Past the Holy Grail—Looking Beyond That One Thing
I’ve had several times in my life during which I can only think about one thing. Everything else was relegated to brief attention when absolutely necessary. These “one things” included romantic interests, upcoming trips to new and interesting places, and life transitions. During these periods, my focus is unmatched, and my will is extremely strong. I find ways to mold reality into what I want it to be. I manipulate circumstances and people (mostly in positive ways) to ensure that my goals are achieved. These periods in life are exciting and truly meaningful, but they can also be fraught with anxiety, stress, and desperate longing. These are the moments when you feel most alive, existing with overwhelming intensity. However, during these times, you tend to lose perspective, as all that can be seen is the object of your attention. This state can make you highly effective, but it can also chip away at your mental and physical health. You seek your holy grail, and in your mind, it’s that one thing that can bring you happiness and fulfillment
When I think of these periods in my life, my mind immediately goes to love. Nothing is more all-consuming than the desire to win the heart of someone I’m in love with. People talk about alcoholism or addiction and how they get in the way of one’s work and relationships. For me, the pursuit of love is just as disruptive. During those times in my life when my whole self was devoted to winning someone’s heart, my life was never more disrupted. The quest occupied my every waking moment and spilled over into every part of my life. I strategized, I calculated, I planned, I primped—everything I did was to support this one goal. My identity and self-worth were also tied up in the quest. Failure wasn’t an option, because if I failed, I failed not only in achieving future happiness—I failed at being worthwhile.
That one thing
When we become fixated on something. We develop a whole new reality out of that fixation. We create an all-or-nothing scenario in our minds, and nothing but that one thing is acceptable. This has been called monomania, or the excessive concentration on a single object or idea. In certain circumstances, this kind of attention to the exclusion of all else can be positive. It can help us work through difficult tasks or overcome barriers. Being able to develop this level of focus on demand can be very useful and something to work toward. However, when it becomes something we can’t control and we begin to let other aspects of our lives slip, then it is not good for us.
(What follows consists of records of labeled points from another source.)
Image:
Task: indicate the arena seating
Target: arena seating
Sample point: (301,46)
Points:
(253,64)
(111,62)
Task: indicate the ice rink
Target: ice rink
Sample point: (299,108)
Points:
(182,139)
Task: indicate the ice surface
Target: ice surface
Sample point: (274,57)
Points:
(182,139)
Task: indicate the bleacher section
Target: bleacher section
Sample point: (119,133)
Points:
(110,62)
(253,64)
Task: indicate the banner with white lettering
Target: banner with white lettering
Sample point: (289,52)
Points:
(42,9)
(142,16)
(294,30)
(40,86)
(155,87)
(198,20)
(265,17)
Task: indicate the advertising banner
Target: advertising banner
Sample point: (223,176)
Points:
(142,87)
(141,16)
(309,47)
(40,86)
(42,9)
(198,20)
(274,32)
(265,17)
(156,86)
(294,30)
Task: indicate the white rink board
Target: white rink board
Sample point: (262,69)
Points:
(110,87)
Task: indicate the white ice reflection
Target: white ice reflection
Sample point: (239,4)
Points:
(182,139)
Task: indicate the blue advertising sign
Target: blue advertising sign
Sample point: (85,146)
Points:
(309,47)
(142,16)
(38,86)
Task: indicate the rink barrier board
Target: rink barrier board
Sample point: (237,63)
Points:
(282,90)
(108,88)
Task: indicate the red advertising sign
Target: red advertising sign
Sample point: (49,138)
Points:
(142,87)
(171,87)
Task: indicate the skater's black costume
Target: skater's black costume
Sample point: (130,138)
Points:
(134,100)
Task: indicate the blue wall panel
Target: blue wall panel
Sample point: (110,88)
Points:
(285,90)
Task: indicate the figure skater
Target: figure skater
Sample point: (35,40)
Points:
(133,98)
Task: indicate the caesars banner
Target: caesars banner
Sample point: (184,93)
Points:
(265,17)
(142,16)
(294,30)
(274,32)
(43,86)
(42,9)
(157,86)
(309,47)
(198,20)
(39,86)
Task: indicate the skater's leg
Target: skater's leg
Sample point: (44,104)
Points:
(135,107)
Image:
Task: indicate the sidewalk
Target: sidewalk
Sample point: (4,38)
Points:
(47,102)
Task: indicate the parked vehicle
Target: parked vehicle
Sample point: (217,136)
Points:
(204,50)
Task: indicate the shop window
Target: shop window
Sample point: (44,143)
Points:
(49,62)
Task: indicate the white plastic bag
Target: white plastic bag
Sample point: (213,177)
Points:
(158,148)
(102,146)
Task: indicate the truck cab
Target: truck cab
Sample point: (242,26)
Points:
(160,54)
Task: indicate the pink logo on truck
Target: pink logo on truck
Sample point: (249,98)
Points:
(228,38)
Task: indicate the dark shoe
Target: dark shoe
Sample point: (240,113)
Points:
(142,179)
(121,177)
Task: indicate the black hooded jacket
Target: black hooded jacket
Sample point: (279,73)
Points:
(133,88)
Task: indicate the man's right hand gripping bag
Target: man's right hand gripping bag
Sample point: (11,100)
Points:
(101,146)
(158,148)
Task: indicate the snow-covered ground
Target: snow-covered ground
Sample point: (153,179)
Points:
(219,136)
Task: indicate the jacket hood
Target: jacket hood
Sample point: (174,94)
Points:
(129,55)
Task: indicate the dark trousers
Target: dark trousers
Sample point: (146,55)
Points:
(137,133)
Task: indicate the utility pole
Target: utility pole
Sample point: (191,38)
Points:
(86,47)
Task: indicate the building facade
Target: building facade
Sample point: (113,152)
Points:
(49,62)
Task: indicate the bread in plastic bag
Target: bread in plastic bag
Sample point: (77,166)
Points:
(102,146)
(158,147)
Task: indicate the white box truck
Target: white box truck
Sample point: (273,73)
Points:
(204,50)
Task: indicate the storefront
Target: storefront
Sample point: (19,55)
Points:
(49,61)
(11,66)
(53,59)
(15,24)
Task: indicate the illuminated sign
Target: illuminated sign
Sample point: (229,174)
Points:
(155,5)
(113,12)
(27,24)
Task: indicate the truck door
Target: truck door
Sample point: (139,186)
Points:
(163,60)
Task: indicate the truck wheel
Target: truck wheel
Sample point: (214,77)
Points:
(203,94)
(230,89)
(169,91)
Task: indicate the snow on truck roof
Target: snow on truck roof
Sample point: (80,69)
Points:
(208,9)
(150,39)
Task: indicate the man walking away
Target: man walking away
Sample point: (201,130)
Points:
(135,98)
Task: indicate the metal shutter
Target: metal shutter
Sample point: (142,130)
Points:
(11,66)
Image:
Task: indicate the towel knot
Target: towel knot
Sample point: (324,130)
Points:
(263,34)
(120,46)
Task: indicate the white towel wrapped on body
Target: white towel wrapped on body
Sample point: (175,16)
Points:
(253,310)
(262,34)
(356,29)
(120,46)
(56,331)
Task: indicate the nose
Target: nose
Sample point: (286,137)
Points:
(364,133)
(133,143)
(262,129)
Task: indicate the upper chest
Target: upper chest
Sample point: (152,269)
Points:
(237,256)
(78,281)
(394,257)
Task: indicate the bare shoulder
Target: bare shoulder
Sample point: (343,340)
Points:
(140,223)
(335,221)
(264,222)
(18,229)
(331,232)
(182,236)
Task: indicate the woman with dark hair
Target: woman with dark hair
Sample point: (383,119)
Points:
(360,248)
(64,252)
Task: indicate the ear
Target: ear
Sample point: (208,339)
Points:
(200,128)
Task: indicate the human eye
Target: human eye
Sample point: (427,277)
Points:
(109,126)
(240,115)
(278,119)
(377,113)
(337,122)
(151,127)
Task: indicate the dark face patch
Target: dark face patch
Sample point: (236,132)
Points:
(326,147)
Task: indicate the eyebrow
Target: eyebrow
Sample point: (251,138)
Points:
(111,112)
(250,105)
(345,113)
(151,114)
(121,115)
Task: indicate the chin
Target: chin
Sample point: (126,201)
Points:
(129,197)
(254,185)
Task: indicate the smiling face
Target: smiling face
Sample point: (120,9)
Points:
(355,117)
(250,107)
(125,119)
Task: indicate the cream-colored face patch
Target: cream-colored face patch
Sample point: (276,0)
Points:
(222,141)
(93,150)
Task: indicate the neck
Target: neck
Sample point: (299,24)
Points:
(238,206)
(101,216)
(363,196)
One reason we might fixate on something is through an unambiguous belief that that outcome or goal is the only thing that matters. There are always factors we can’t control, but we don’t allow those thoughts to enter our minds. We have to make it work. We lose sight of alternative outcomes or competing possibilities. We must have that one thing.
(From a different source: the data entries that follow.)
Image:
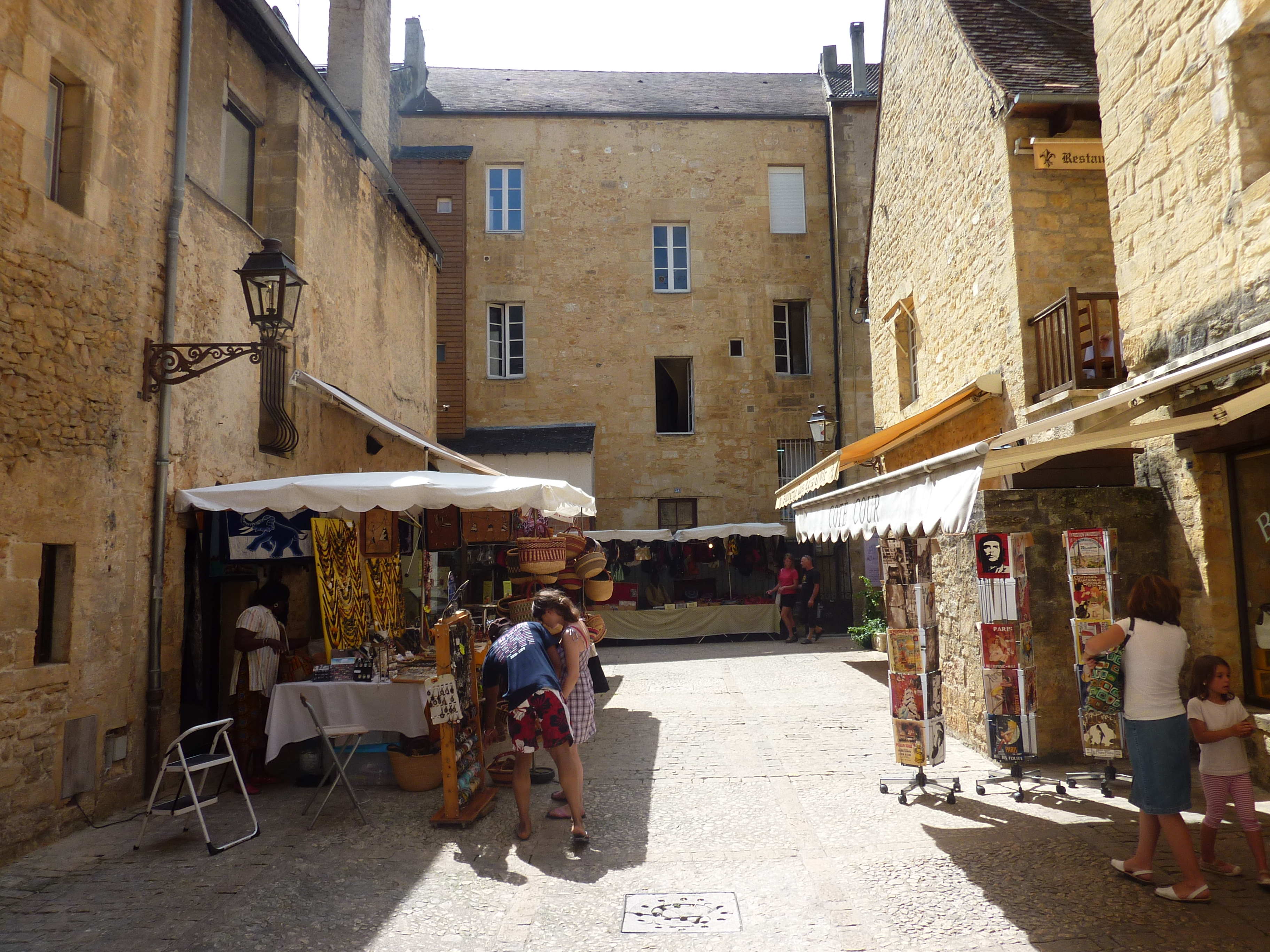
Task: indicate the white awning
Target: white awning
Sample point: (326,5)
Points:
(395,492)
(333,395)
(731,529)
(936,494)
(630,535)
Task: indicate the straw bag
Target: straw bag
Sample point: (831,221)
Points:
(600,588)
(541,556)
(590,564)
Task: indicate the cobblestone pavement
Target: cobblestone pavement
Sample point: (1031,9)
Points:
(747,768)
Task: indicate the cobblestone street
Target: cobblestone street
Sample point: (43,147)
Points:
(747,768)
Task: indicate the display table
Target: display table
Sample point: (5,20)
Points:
(378,707)
(692,622)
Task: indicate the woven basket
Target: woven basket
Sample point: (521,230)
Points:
(541,556)
(600,588)
(590,564)
(597,629)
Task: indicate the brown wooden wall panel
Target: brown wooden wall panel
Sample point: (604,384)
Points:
(425,181)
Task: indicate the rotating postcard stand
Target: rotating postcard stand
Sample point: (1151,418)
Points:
(914,663)
(1091,568)
(1009,664)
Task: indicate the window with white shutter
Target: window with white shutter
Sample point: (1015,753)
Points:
(785,200)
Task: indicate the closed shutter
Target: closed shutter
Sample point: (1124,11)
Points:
(786,201)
Another aspect of life that people get fixated on is transitions. These might include getting into college, getting a particular job, having a child, or retirement. These significant milestones do alter our lives in fundamental ways, and they again may lead us to think that we won’t be satisfied unless we take that step. I’m in the midst of one of these transitions now. Throughout my career, I’ve been aware of my earliest retirement date and had it on my calendar as a countdown. On difficult days, I sometimes looked to that date as the time when I could get rid of all these headaches and stressors. But then I remembered how much my work means to me and how lucky I have been to do what I do and work with the people I work with. We make a difference, the work is interesting, and I believe in it. So why this fixation? Like many big questions we face in life, the answer can come from a little perspective.
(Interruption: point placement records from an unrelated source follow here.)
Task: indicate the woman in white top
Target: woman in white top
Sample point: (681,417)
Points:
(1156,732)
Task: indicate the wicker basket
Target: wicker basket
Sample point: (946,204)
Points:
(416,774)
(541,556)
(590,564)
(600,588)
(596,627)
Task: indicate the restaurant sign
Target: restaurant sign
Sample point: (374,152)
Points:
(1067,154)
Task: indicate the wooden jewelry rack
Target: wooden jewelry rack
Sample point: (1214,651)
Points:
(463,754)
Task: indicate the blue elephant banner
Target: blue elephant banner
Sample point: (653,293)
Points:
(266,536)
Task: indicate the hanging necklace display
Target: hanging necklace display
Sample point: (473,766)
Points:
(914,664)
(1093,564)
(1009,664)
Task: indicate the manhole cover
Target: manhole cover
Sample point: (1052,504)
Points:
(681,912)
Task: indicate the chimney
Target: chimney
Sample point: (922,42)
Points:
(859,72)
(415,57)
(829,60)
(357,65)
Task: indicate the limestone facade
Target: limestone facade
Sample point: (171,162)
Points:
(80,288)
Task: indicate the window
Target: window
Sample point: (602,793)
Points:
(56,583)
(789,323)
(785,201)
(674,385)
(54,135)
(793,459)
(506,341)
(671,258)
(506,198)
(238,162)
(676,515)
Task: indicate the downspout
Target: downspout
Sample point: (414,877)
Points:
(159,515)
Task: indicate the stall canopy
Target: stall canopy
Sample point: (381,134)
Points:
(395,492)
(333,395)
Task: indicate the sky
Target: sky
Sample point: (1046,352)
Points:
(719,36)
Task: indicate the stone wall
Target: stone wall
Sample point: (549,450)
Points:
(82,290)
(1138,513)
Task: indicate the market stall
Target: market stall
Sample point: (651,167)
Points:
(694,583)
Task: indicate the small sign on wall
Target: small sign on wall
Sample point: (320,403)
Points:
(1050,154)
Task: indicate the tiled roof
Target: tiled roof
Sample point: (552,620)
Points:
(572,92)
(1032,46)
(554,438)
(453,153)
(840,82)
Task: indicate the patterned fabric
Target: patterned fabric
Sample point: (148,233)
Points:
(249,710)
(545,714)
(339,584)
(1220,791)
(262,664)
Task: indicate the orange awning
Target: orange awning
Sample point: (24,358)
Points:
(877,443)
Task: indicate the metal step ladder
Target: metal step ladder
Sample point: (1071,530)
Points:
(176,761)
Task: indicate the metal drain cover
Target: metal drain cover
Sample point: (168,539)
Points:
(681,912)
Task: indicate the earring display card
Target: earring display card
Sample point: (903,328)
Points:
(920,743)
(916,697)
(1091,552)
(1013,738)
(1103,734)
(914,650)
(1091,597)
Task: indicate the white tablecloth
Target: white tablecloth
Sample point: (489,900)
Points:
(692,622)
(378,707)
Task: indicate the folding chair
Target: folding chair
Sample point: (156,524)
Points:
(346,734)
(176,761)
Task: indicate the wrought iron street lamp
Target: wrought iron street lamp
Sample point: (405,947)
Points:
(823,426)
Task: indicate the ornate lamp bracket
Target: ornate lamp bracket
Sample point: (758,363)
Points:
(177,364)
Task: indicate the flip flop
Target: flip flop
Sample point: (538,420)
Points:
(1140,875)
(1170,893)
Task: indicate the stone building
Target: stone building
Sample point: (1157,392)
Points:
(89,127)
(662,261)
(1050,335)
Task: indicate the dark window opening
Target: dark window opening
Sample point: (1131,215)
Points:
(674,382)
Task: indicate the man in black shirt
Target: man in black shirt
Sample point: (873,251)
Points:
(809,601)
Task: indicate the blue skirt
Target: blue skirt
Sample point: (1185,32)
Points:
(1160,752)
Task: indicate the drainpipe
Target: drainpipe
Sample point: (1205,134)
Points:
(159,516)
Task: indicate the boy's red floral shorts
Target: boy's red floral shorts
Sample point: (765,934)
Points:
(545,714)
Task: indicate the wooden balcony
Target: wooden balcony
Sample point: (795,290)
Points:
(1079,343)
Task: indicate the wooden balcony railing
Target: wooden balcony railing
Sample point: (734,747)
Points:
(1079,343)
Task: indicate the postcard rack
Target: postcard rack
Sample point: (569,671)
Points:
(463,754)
Everyone has to do something. That might be working your ass off in a job you are passionate about. It may be working to pay the bills and provide for your family. Maybe you don’t need to make money (e.g., you’re retired or wealthy), but you still have to fill the hours. So why is one way of filling the hours better or more fulfilling than another way? Why do we look so intensely to change? With some perspective, you may find that you’re not in such a rush to retire. Or you may decide that you’re not going to wait until your retirement date and make changes now or soon. It’s important to be open-minded to a variety of possibilities and be willing to change your plans. The point is, don’t just assume that another “occupation” is better than the one you’re in now. Be specific about what might be better and why it would be more fulfilling or meaningful to you.
Ultimately, “that one thing” is never the only thing. Take your blinders off and look to the future with your eyes wide open.